Al día siguiente, en su cuenta de Twitter, el propio Peralta brinda una explicación por completo válida, irrefutable, y entre otras cosas manifiesta que "El futbol es un deporte de caballeros. Todo caballero sabe que el duelo deportivo termina cuando silba el árbitro, y no debe traspasar esa frontera".
Bienvenido el trato respetuoso y cordial entre adversarios que ni siquiera dentro de la cancha deben ser considerados enemigos, pero igualmente bienvenida la elemental vergüenza profesional y deportiva que debería exhibir y sentir cualquier futbolista al sufrir una derrota, sobre todo si esa derrota es endilgada por el acérrimo adversario.
Cada jugador sabrá cómo asimila cada triunfo y cada descalabro, cómo procesa semanalmente el resultado obtenido, el éxito con el que goza o el fracaso con el que sufre.
He ahí otro de los valores que el deporte en general y el futbol en particular fomentan y fortalecen: la importancia de adquirir la debida estabilidad emocional para digerir los inevitables altibajos, inherentes al juego; no instalarse en las nubes con el triunfo y la propia buena actuación, ni hundirse en el abismo con la derrota o el mal desempeño en la siguiente semana.
Aprender a convivir cotidianamente con los éxitos y los fracasos sin que la personal salud mental se vea mermada.
Pero una cosa es asumir después del enfriamiento de la regadera que el partido jugado ya es historia y es necesario empezar a escribir la del siguiente con buen ánimo, y otra muy distinta salir sonriendo y aparentemente contento de la cancha desde el momento mismo del silbatazo final, como si lo sucedido en los recientes 90 minutos hubiera sido lo de menos y careciera de importancia alguna.

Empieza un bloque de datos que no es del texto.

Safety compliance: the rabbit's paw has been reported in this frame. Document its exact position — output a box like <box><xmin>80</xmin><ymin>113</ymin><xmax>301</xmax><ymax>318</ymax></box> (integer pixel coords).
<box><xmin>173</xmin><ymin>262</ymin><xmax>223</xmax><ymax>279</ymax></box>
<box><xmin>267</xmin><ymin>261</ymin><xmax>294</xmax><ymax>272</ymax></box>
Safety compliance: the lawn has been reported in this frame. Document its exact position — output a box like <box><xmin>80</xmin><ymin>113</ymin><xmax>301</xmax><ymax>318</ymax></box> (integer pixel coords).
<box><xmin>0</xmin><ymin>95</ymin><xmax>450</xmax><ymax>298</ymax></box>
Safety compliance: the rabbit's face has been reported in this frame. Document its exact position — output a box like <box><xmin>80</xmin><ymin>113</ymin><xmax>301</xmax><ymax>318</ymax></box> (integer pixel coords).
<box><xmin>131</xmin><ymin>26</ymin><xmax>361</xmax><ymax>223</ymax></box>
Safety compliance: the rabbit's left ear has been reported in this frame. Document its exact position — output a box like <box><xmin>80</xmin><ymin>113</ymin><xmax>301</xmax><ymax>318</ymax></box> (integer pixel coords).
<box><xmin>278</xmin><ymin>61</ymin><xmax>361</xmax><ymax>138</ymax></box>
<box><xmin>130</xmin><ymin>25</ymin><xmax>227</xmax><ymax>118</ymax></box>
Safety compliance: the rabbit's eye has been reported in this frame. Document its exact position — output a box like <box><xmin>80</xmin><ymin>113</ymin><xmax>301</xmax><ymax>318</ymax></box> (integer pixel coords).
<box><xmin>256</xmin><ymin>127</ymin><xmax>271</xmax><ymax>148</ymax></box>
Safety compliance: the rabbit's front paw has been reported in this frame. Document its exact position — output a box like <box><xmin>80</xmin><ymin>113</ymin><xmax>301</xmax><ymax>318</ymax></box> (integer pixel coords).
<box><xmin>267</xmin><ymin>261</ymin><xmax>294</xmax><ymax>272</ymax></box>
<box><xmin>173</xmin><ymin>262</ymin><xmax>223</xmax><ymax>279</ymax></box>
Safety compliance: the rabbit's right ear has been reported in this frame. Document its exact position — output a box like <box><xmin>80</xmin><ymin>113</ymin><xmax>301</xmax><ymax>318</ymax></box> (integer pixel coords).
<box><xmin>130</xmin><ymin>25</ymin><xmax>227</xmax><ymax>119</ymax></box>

Por supuesto, el asunto se reduce a lo que cada jugador sienta y a lo que a cada cual le nazca, pero también es indudable que aquello que siente y le nace en alguna medida estará relacionado con el grado de arraigo que tenga en ese equipo, con el nivel de identidad, con lo acendrado y agudizado o lo superficial y tenue que sea su sentido de pertenencia. Es decir, con el tiempo que lleve poniéndose esa camiseta y tratando de defenderla al máximo.
Entre más compenetrado estés con lo que tu equipo es y representa, más difícil te resultará sonreir tras las derrotas.
Cuestión de identidad, de arraigo, de sentimiento de pertenencia; y a final de cuentas... de cada quien.